As mentioned above antibiotic resistance is a growing concern. However, in using vaccines, eradication of different serotypes by giving vaccines specific for those serotypes also selects for growth of non-vaccine serotypes (Pletz et. al. 2008). This is called ‘replacement’ because pre-existing clones of the non-vaccinated serotypes are able to proliferate. Therefore it is important to target molecules such as proteins that are conserved across different serotypes. Such highly conserved proteins, associated with the cell wall can be used to create vaccines that can protect against a majority of S. pneumoniae serotypes. In a study done, Morsczeck et.al. (2007) used proteomics to identify cell-wall associated proteins, which were screened for vaccine candidates. Further immunization experiments on the 5 selected protein candidates; expressed in E.Coli revealed proteins that were detected in 40 or more different serotypes of S. pneumoniae (Morsczeck et.al. 2007). This study has selected 2 of the 5 candidates that are lipoate protein ligase (Lpl) and the ClpP protease that have shown a decrease in CFU count and should be used for further investigation. This new way of making vaccines that is protein vaccines seems like a likely next step to reduce the likelihood of growth of S. pneumoniae. Although the problem of antibiotic resistance and/or replacement is growing, targeting common denominators across different serotypes will help in eliminating the infectious strains. Elimination of these strains could select for growth of mutated strains however the process of mutation is thought to be slower if highly conserved molecules like proteins are targeted.

References

Black. S. et.al. 2000. Efficacy, safety and immunogenicity of heptavalent pneumococcal conjugate vaccine in children. The Pediatric Infectious Disease Journal.

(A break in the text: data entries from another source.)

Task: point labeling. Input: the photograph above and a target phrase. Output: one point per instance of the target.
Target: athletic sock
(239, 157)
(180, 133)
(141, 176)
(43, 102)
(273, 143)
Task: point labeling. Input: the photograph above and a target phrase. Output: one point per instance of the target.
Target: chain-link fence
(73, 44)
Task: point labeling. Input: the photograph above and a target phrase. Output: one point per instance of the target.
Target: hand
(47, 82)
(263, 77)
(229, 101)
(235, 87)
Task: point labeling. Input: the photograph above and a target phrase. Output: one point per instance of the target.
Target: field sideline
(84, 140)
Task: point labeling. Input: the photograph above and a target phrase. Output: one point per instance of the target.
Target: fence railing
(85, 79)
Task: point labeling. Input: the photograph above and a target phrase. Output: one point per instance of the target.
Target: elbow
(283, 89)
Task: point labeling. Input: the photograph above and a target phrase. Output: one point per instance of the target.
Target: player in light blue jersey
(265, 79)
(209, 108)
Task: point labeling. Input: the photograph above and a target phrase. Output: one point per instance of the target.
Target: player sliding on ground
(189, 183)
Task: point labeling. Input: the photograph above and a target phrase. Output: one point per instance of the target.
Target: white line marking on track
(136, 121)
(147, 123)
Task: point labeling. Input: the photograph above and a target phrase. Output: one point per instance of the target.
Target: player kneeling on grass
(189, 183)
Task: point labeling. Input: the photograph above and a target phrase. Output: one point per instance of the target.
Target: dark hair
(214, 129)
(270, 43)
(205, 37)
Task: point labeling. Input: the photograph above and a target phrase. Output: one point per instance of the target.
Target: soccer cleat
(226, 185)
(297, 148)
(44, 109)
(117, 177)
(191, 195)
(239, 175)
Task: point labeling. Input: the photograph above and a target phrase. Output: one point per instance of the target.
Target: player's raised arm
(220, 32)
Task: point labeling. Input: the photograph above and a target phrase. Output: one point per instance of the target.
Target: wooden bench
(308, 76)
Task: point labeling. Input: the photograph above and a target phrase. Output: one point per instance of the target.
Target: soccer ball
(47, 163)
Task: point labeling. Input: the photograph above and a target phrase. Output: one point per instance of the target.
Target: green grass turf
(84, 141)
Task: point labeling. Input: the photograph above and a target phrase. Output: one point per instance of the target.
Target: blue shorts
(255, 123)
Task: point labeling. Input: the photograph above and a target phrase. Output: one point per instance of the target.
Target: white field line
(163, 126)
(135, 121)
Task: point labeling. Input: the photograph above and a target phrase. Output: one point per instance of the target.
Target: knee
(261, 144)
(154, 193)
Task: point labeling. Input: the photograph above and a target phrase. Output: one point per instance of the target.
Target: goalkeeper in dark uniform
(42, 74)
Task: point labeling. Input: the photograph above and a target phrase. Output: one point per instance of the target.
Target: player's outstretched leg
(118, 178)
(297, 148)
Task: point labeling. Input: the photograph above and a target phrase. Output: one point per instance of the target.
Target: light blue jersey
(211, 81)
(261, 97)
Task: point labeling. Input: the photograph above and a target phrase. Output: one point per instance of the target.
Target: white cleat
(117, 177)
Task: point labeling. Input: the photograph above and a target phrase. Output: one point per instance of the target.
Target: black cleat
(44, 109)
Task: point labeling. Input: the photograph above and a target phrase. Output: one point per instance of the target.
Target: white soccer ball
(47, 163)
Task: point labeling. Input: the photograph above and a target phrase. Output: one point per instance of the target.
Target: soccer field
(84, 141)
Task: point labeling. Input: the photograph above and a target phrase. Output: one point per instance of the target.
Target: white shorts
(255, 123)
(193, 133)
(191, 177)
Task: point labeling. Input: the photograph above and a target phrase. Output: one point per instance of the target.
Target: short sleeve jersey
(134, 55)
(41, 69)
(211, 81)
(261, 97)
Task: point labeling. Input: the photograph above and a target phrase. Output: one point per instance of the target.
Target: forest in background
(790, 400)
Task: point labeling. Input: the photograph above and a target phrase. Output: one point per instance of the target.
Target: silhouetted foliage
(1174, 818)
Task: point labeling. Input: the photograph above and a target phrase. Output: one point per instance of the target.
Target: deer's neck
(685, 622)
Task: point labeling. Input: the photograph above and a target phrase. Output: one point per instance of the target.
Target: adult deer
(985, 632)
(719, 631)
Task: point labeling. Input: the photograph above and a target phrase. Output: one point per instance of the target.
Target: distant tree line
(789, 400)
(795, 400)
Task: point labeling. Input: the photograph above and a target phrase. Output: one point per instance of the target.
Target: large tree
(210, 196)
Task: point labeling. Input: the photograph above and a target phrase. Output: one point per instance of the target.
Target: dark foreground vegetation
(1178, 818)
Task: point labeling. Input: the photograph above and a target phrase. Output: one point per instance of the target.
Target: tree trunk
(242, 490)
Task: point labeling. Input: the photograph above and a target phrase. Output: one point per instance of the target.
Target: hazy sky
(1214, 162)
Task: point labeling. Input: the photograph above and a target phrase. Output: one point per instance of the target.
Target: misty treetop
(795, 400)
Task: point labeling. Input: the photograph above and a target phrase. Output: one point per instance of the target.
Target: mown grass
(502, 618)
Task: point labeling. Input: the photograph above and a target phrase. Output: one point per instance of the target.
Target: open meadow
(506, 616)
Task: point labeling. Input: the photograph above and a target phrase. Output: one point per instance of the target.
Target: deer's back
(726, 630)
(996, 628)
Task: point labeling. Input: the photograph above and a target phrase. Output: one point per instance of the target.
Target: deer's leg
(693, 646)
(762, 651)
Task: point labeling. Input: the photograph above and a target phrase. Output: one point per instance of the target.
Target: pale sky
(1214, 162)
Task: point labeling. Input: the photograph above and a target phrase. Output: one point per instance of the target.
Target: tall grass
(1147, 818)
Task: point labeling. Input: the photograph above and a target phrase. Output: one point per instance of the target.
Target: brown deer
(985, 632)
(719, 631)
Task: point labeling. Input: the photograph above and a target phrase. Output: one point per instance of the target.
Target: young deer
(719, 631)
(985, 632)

Chambers H.F. 1999. Penicillin-Binding Protein–Mediated Resistance in Pneumococci and Staphylococci. JID

C. Morsczeck et.al. 2007. Streptococcus pneumoniae: proteomics of surface proteins for vaccine development. European Society of Clinical Microbiology and Infectious Diseases, CMI.

Laible.G and Hakenbeck. R. 1991. Five Independent Combinations of Mutations Can Result in Low Affinity Penicillin-Binding Protein 2x of Streptococcus pneumoniae. Journal of Bacteriology.

M. J. Jedrzejas. 2007. Unveiling molecular mechanisms of bacterial surface proteins: Streptococcus pneumoniae as a model organism for structural studies. Cell. Mol. Life Sci.

Mathias W. Pletz et.al. 2008. Pneumococcal vaccines: mechanism of action, impact on epidemiology and adaption of the species. International Journal of Antimicrobial Agents

Padilla. S.E.E et.al. 2012. Immunogenicity of A 23-Valent Pneumococcal Polysaccharide Vaccine Among Mexican Children. Archives of Medical Research

Slonczewski, Joan L, and John Foster. Microbiology. 2nd. W.W.Norton and Company, 2009. Print.